Shukta Varga kalpana (acidic preparation) includes aerobic spoilage processes brought about by film forming yeast and acetic acid bacteria, both of which grow at the expense of alcohol; converting it to acetic acid or to carbon dioxide and water in which the product is called chukra.



The rice based fermented products are believed to confer more health benefits over dairy-based products.

Pakwa rasa sidhu- is prepared by fermenting sweet juice of different fruits without boiling them

Aapakwa rasa sidhu is prepared by fermenting sweet juice of different fruits, etc. after boiling them.

Varuni is prepared by fermenting the juice of tala (palm, Borassus flabellifor linn) and Kharjura (date palm, Phoenix dactyliferra linn).

Shukta Kalpas : Shukta is a preparation made by fermenting tubers, roots, fruits, etc. with oil and salt in liquid.



What Probiotics Do for You?

Probiotics do a number of helpful things for your mind and body.



  1. Improve Your Digestion: When your microbiome is well balanced, you experience healthier digestion. Research shows that symptoms such as bloating, diarrhea, and various forms of inflammatory bowel disease (IBD) will improve with a diet rich in nature-made probiotics.

  2. Restore Your Microbiome: After Taking Antibiotics: When you treat an infection or pathogen with antibiotics, many of your good bacteria are killed off along with the bad. Researchers have found that using natural probiotics after a treatment of antibiotics can help reduce antibiotic-associated diarrhea.

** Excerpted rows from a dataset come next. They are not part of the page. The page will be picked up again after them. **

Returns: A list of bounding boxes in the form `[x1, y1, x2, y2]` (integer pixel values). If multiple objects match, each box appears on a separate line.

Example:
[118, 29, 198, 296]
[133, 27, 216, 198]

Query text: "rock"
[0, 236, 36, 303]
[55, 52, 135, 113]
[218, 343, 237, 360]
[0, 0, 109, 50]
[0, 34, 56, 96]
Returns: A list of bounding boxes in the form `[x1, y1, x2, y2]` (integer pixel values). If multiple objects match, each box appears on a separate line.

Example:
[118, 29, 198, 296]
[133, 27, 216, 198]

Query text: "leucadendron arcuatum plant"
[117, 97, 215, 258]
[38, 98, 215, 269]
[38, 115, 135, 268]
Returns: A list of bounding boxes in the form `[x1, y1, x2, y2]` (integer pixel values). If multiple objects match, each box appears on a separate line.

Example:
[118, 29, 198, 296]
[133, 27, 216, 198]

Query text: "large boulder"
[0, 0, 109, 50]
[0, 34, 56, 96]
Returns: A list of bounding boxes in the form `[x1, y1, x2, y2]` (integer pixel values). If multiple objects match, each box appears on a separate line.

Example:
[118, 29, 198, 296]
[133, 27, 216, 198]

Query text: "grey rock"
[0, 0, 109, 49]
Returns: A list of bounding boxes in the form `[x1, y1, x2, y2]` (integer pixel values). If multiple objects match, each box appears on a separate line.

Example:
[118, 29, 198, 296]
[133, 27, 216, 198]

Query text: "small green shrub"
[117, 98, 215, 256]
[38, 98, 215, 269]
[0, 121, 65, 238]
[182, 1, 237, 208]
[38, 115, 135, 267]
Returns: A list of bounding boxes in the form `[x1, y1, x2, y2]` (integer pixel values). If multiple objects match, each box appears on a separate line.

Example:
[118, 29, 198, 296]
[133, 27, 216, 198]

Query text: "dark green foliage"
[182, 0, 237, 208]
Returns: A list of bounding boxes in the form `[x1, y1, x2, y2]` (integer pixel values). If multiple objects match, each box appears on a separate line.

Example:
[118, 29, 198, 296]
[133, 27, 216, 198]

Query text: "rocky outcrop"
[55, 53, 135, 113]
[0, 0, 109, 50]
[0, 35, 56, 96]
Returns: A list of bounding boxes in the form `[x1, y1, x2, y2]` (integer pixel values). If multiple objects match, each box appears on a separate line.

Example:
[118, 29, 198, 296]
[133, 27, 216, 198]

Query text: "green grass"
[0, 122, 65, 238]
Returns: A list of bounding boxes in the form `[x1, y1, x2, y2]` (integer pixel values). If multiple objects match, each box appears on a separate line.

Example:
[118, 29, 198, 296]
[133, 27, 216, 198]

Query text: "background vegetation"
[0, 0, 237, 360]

  3. Keep Your Immune System Strong: Probiotics enhance immune function through supporting the regeneration of the intestinal lining, keeping the bad bacteria from entering the bloodstream and therefore supporting the overall health of the immune system.

  4. Uplift Your Mood: Did you know that 90 percent of your body’s Serotonin (a neurotransmitter that plays an important role in regulating mood, appetite, and sleep) is produced in your digestive tract? Often called the “second brain,” your microbiome has a direct impact on your brain chemistry.

  5. Reduce Autoimmune Symptoms: If the gut microbiome is well-nourished and balanced, it can improve some of the common symptoms associated with autoimmune disease. Eating a diet that is rich in probiotics has proven to be a therapeutic approach to treating autoimmune disease.